Family service expands therapy for youngsters
The play’s the thing as Jewish Family & Children’s Service of Greater Monmouth County expands its therapy services for youngsters.
JF&CS now boasts a larger facility in Morganville, and two new professional youth therapy counselors, Liat Haim of Monroe Township and Wendy Zagha of Oakhurst.
The facility serves youth ages four-18 from all backgrounds and religions and offers affordable sliding scale fees, said JF&CS executive director Paul Freedman.
Building a child’s trust through creative techniques like games, puppets, stories, and crafts is critical for therapeutic intervention, said Zagha, a licensed social worker. “They haven’t developed their verbal and abstract reasoning skills yet, so play therapy allows them to articulate their feelings and behaviors,” she said.
When emotionally distressed children begin therapy, many are asked to draw a self-portrait.
“In their first drawings, they typically leave out features like eyes, nose, and mouth,” said Haim, a licensed associate counselor. “By about the fifth session, as they begin to open up and express themselves, their artwork really evolves with a lot more details, plus they add family members to the drawing.”

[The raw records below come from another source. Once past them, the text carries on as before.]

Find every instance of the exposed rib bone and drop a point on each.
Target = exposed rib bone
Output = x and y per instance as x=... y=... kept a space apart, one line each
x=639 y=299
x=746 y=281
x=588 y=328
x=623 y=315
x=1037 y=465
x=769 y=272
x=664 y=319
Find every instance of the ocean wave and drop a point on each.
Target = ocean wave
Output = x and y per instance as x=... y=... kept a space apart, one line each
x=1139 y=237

Among the disorders faced by young clients are depression, anxiety, behavioral disorders, and substance abuse. Most clients are treated for five months to a year, with flexible after-school and evening hours available. JF&CS is exploring the possibility of creating a group session for pre-teens. The agency also conducts home studies for adoption; a number of therapy clients are newly adopted from other countries.
“We have children who come from Russia and other countries at eight, nine, and 10 years old. They are struggling with language and cultural changes, which can be overwhelming,” said Haim, who said she herself faced similar issues when she moved to the United States from Israel 13 years ago.
As the therapy progresses, it has a positive effect on the entire family, Haim added. “The whole family dynamic changes as they become more aware of how to deal with each other. They understand each other’s needs better and begin to work as a team.”
Zagha worked with a 10-year-old girl who suffered severe anxiety about riding the school bus after a frightful experience during one ride when she was in kindergarten. She now rides the bus without trepidation. “It’s very rewarding to help them work through their issues and learn to function,” she said. “We get an amazing response from parents. They are so thankful and appreciative that we were able to connect with their child and motivate them to make positive change in their lives.”